Secondo la medicina le ragadi al seno si formano sia perchè il bambino si posiziona male nel momento dell’allattamento e non riesce a tenere in bocca tutta l’areola del seno che per via di poppate troppo lunghe, oltre i 15 minuti, che di fatto sfiniscono il seno della mamma.

Il primo passo da compiere è preventivo: prima del parto è bene idratare la pelle del seno usando dell’olio di mandorle dolci che fortifica la pelle senza utilizzare rimedi chimici o altro.

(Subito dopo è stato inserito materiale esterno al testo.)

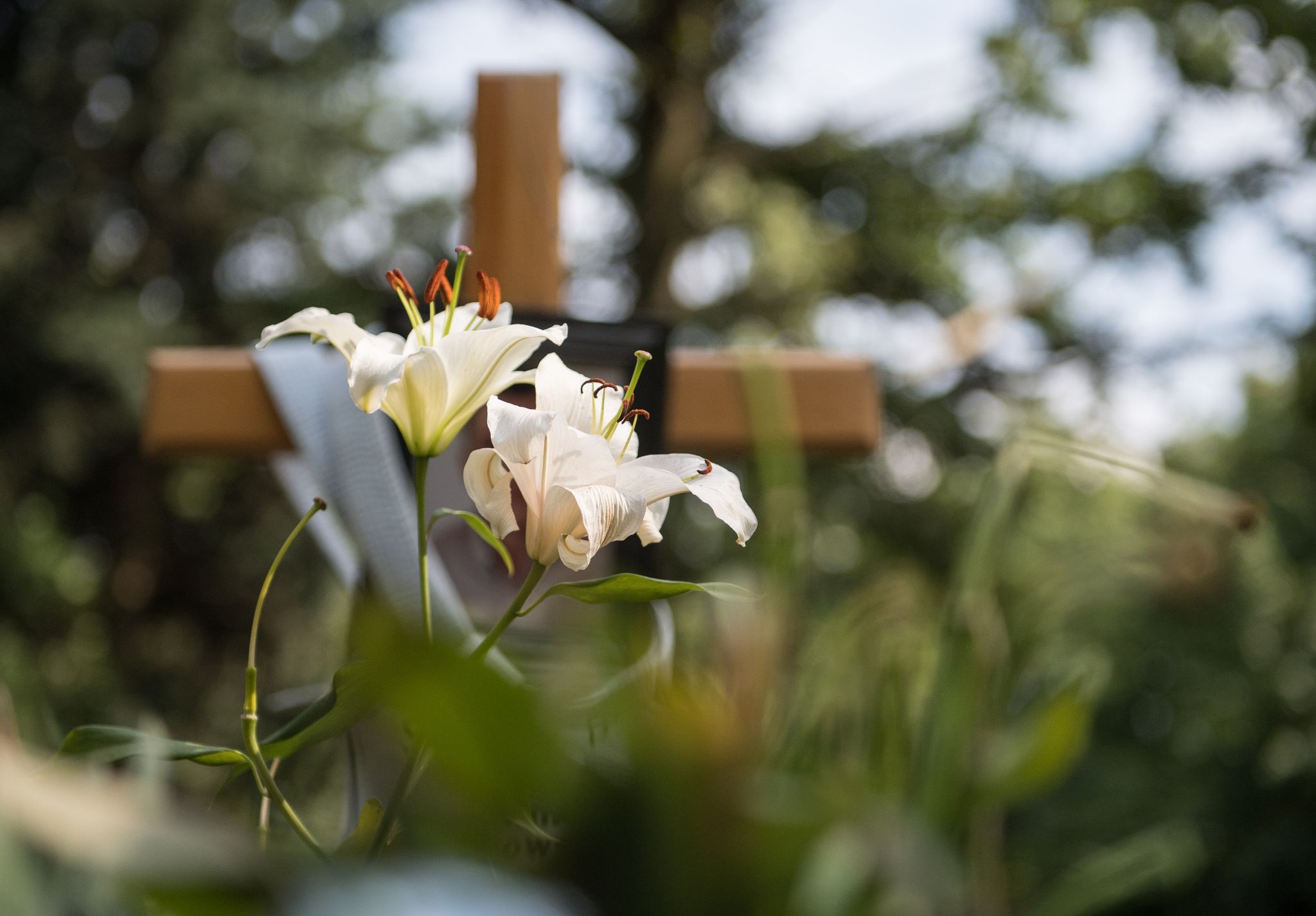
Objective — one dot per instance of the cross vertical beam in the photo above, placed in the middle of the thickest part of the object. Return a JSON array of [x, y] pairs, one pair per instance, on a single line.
[[517, 174]]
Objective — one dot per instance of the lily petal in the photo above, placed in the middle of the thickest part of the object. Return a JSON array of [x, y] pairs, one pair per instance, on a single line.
[[601, 515], [570, 394], [650, 530], [340, 329], [657, 477], [375, 364], [517, 432], [488, 485], [482, 364]]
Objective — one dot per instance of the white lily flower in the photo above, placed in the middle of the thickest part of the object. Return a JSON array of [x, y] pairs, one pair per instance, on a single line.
[[582, 485], [443, 373]]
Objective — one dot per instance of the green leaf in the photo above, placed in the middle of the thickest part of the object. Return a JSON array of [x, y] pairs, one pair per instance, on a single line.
[[1157, 859], [364, 835], [481, 528], [631, 588], [1035, 755], [111, 744], [349, 699]]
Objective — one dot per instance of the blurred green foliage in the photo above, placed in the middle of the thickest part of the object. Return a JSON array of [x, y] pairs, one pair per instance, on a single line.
[[1090, 694]]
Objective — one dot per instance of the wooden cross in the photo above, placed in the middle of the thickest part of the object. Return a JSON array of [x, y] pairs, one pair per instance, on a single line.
[[211, 400]]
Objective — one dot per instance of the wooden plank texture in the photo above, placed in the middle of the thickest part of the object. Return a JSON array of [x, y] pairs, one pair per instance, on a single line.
[[211, 400], [517, 174]]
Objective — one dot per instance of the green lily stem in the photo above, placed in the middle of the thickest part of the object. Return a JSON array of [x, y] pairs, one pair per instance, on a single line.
[[513, 609], [265, 778], [263, 822], [269, 577], [414, 760], [395, 800], [423, 545]]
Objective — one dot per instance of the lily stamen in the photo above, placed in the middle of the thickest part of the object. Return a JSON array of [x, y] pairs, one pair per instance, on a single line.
[[490, 299], [635, 418], [703, 471], [462, 255], [641, 358], [437, 286], [405, 295]]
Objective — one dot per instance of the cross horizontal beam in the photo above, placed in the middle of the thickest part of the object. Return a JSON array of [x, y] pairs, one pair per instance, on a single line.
[[212, 400]]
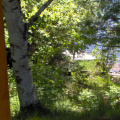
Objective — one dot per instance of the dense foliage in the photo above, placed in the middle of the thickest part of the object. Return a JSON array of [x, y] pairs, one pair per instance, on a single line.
[[80, 88]]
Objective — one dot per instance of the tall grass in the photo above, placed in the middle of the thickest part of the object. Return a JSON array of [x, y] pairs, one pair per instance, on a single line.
[[92, 98]]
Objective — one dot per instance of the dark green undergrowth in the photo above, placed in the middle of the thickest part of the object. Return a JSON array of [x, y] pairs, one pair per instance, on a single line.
[[81, 96]]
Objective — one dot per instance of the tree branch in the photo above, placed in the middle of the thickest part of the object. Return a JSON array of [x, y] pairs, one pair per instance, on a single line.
[[36, 16]]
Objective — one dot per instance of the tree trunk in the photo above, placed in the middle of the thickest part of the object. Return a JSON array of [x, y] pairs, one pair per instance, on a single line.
[[4, 94], [19, 52]]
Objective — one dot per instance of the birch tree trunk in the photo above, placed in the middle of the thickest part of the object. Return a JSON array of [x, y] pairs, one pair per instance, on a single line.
[[18, 35]]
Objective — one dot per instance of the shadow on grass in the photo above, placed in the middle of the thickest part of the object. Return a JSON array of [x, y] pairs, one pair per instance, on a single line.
[[103, 113]]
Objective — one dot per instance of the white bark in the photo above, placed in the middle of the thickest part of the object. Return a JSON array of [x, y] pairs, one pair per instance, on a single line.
[[18, 32], [19, 49]]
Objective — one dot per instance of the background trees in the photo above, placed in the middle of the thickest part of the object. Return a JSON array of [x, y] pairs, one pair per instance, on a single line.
[[71, 25]]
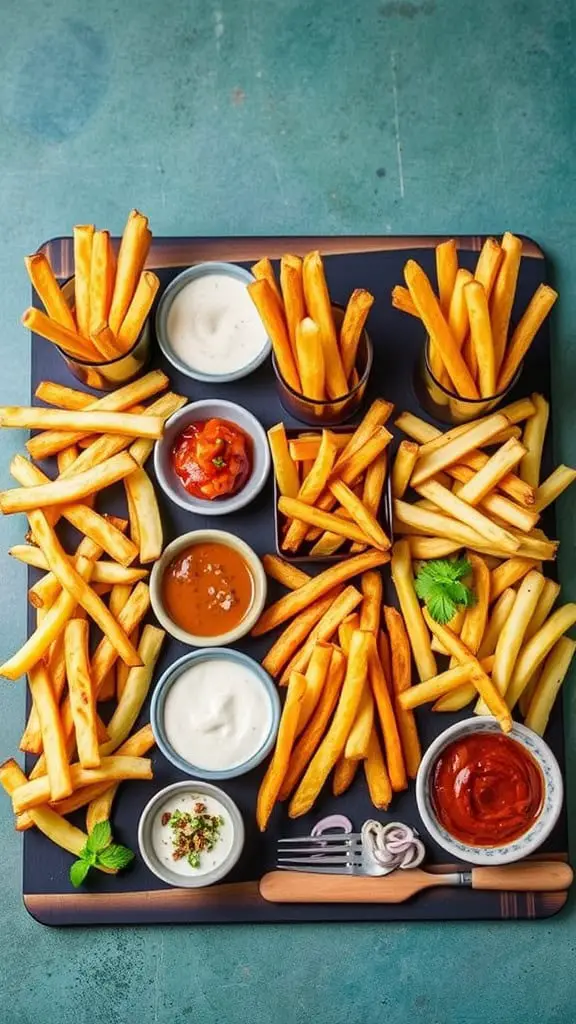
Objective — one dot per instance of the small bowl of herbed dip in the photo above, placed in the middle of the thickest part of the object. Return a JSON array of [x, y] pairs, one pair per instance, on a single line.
[[208, 327], [214, 714], [191, 835]]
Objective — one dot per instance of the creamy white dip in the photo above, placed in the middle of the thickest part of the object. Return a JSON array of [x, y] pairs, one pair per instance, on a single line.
[[213, 326], [162, 836], [217, 714]]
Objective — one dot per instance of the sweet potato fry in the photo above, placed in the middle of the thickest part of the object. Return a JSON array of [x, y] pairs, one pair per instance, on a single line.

Nei primi giorni dell’allattamento, inoltre, anche se non si sono formate ragadi al seno è bene fare molta attenzione alla pulizia: ogni volta che si allatta è bene poi pulire per bene il seno per evitare che il contatto con la bocca del neonato possa portare delle infezioni che generano ragadi le quali a loro volta possono provocare mastite.

Per aiutare la pelle a rigenerarsi si utilizzano prodotti riepitelizzanti o pasta all’ossido di zinco mentre nei casi gravi ci si auta con il paracapezzolo oltre chiaramente all’utilizzo di abbigliamento comodo e leggero.

Le ragadi possono spaventare e instillare il desiderio di smettere di allattare ma con un po’ di costanza e senza mai ricorrere ad antidolorifici e farmaci di chissà che tipo è possibile superare il problema con agevolezza.